Dopo aver preso piede nei territori d'origine, in tempi e con modalità (violenza brutale, omertà, estorsioni) ormai note, “le mafie” hanno saputo adattarsi ai mutati scenari, nazionali e internazionali, politici ed economici, sfruttando, ad esempio, il libero mercato e i meccanismi economici della globalizzazione neoliberista a noi contemporanea.
L'idea che le organizzazioni di stampo mafioso allignino là dove c'è miseria e povertà è un'idea antica e altrettanto falsa. Il mafioso vuole due cose: il potere innanzitutto e conseguentemente la ricchezza. E quindi non tratta con i miserabili, tratta con i potenti.

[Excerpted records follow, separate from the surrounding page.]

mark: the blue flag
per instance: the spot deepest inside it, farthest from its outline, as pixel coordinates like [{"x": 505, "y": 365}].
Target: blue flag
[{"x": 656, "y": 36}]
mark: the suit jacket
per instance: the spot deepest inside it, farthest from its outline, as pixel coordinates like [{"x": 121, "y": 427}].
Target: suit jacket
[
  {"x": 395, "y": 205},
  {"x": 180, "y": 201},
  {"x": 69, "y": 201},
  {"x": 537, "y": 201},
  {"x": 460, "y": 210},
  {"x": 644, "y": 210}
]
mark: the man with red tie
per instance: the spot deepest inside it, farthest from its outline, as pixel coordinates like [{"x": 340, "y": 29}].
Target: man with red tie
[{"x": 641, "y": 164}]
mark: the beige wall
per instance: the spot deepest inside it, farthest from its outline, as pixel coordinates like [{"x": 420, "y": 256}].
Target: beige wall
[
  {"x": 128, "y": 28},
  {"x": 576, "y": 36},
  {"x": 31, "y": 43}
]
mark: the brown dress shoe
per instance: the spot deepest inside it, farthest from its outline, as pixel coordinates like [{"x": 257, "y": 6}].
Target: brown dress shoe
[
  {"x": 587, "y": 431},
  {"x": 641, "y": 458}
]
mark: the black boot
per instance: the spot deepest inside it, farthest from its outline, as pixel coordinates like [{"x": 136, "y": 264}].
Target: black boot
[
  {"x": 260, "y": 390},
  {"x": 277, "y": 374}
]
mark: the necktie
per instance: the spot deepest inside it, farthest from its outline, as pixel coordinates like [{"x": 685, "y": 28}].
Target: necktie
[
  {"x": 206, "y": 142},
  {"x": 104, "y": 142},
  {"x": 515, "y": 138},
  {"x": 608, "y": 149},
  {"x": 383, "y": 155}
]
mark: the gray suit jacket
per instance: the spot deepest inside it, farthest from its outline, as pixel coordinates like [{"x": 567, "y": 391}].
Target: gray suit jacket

Dalla fine degli anni Cinquanta, sempre più esponenti delle organizzazioni malavitose si stabiliscono, spesso forzosamente, nei centri urbani del nord Italia.
La città che si rivelerà più accogliente sarà proprio Milano, capitale del boom economico e culla della finanza italiota. Qui arriveranno Joe Adonis, mafioso estradato dagli Stati Uniti, che farà fortuna grazie allo sfruttamento dell'industria del divertimento (night club, gioco d'azzardo, prostituzione) e Luciano Liggio, latitante di Cosa Nostra, più avvezzo ai sequestri di persona.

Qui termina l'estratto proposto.